Consumer Savings Tips

Mail Theft: How to Protect Your Mail

I always considered my community mailbox a safe place to send and receive mail. Each house has their own personal mailbox with a lock and it’s located at the entrance of the neighborhood where people are always coming and going. I never would have thought that someone could steal our mail, but I was wrong.

Over the last eight months, I’ve been dealing with ongoing mail theft and have had endless mail stolen including a debit card that was issued from California State with thousands of dollars for pregnancy disability and family bonding that was completely wiped out in a matter of days. Plus, multiple checks, bills, packages and much more. Not to mention, my husband received a credit card for a store he never shops at. Someone had opened an account in his name and already made a few purchases! Not only is it incredibly scary to think that a thief has access to all our personal data from credit card bills and bank statements, but it has been very frustrating dealing with the endless calls to flag fraud on our various accounts, requesting new checks to be issued and explaining to providers about why payments have been missed and requesting the reversal of late fees. I also want to mention that I missed a friend’s surprise birthday because I never received the invite. So, this goes even deeper than financial matters. Luckily, I got word that there is a suspect in custody and I hope that this issue will clear up soon. In the meantime, I thought I’d share what I learned about how to better manage my mail and keep it safe.

Even if you haven’t been a victim of mail theft, it’s important to take the steps to protect yourself from the potential of it happening to you in the future. Follow these tips to protect your mail.

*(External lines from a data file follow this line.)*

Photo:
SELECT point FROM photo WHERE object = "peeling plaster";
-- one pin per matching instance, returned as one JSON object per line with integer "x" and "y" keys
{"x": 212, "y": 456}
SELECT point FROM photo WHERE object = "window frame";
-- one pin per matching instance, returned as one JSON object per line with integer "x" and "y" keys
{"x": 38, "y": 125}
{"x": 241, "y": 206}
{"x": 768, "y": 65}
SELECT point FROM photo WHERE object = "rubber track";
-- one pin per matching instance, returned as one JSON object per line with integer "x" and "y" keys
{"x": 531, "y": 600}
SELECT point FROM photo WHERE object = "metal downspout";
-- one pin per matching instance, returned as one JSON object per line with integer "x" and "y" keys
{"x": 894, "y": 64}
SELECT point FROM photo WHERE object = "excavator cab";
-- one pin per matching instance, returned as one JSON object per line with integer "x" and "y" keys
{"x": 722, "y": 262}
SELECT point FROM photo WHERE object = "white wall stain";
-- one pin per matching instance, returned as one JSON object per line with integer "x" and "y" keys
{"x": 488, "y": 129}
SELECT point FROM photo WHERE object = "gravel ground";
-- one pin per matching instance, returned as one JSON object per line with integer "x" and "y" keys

  1. Install a mailbox with a key for your home. If you have a community mailbox such as I do, consider getting a P.O. box.
  2. Check your mail every day! Find out when the post office delivers mail in your area and try to get to it as quickly as possible. The longer you let mail sit in your mailbox, the more vulnerable you will be to theft.
  3. Pay your bills online and set up alerts on your accounts so you know when payments are due. If your bills are stolen and you don’t pay in time, you will face late fees, interest and your credit score will suffer.
  4. Deposit outgoing mail at your local post office. A thief who intercepts your credit card payment can get the information he needs to take over your account or can make counterfeit checks using the account number on the bottom of the check.
  5. If you’re expecting a package from a friend or family member or place an online order, make sure to track deliveries using the tracking number and make sure someone will be home to collect it. Otherwise, send packages to your place of employment if it’s allowed or ask an neighbor to keep an eye out for it.
  6. Monitor financial statements daily for any potential fraudulent activity and keep an eye on your credit report to ensure that identity theft is not occurring.
  7. Call your local U.S. Postal Inspector Service if you suspect mail theft immediately. There may be other complaints and an investigation underway that you may be able to help with, or bring to light an issue that is occurring.
  8. Download the neighborhood watch app, NextDoor, to stay connected with neighbors and community members about serious issues like mail theft in your area. The apps lets you warn each other about suspicious vehicles and recent mailbox break ins which can help you stop payments on checks and get ahead of the thief.